It turns out iOS 8.4.1 is vastly more important than Apple let on. What we were told was just a major overhaul to the Music application on iPhone, iPad, and iPod touch, also included an important security patch.
The research team at FireEye Securities discovered a vulnerability in Apple’s iOS that would allow any application to continuously run in the background for any length of time. Normal applications are switched off automatically after running in the background for about 3 minutes. This helps protect the user’s security as well as preserve battery life.
FireEye’s original blog post goes on to explain background app run-time limitations.
This limitation not only helps ensure predictable responsiveness in user interaction, it also prevents any app from eavesdropping in the background. For example, a music app may have legitimate reason to ask permission to access GPS location and microphone while working on the foreground, but few users would want the app to run in the background to continually monitor GPS locations and recording audio. The control by iOS is supposed to prevent such abuse of permissions.”
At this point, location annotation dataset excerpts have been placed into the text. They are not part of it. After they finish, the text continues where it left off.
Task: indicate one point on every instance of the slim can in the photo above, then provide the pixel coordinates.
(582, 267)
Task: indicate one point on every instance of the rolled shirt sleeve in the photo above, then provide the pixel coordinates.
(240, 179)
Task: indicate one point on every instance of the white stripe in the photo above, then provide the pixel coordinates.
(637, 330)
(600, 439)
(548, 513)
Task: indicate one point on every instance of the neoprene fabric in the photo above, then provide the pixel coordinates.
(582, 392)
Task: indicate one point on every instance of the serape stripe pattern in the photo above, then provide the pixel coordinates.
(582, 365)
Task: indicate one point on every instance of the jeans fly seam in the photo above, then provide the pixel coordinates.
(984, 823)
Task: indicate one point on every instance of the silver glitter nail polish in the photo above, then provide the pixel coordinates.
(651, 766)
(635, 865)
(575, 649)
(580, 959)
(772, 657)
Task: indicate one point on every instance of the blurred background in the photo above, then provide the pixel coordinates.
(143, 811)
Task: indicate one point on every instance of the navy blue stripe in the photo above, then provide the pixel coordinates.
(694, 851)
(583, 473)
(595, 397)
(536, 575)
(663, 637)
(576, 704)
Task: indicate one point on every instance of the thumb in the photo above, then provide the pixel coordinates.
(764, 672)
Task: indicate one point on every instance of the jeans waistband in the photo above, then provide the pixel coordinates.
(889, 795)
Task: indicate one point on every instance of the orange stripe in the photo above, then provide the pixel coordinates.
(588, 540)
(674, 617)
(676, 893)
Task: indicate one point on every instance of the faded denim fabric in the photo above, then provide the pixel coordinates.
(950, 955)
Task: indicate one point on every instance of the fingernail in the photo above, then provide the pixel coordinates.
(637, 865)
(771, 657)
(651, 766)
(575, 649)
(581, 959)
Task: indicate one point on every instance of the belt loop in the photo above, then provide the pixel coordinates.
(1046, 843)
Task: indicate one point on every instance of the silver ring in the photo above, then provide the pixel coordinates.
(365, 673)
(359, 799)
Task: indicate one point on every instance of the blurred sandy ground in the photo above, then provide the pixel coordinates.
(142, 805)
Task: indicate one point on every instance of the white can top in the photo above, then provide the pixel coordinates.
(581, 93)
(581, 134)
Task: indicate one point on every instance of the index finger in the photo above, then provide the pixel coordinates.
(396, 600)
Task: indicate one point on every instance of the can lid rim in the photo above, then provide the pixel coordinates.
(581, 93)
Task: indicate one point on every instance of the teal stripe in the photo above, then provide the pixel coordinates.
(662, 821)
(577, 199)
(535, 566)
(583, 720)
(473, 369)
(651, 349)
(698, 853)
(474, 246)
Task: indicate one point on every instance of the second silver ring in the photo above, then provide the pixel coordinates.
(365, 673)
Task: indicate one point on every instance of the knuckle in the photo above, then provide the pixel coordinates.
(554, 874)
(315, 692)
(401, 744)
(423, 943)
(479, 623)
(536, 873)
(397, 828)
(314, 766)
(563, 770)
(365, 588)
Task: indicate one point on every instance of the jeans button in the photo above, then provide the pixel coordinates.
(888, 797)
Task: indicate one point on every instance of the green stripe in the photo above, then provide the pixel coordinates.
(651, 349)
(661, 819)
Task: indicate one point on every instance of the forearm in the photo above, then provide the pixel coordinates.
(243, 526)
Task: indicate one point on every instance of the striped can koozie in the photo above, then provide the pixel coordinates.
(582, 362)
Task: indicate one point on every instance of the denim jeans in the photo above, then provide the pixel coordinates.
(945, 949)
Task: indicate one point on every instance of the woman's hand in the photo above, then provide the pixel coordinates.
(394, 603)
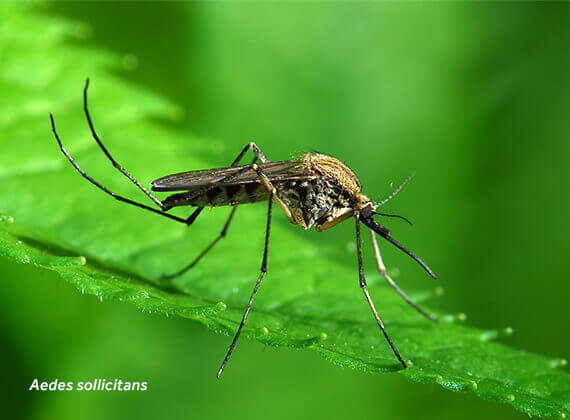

The vulnerability, they call ins0mnia, would allow the operating system to believe a malicious app was in “debugging” mode, lengthening the amount of time it could run in the background, essentially collecting whichever data it wants from the user. Because this “security hole” was actually created with Apple’s own innocent intentions, any “legitimate” application found on the App Store could take advantage of ins0mnia, not just illegitimate apps found on Jailbroken iPhones.
The security vulnerability was fixed in iOS 8.4.1, and was sadly underreported. Apple did not make any mention of the fixed security flaw leaving most users unaware iOS 8.4.1 was a completely necessary update.
There is some good news, however. We are currently unaware of any applications that actually took advantage of the security flaw, so we can assume the issue was fixed before it was actually a problem.
Now that we know iOS 8.4.1 was much more than a Music application upgrade, we urge users to update to the newest software. It seems that Apple swept the issue under the rug, but you shouldn’t. If this is any indication of the future, make sure to update your iOS device as soon as possible.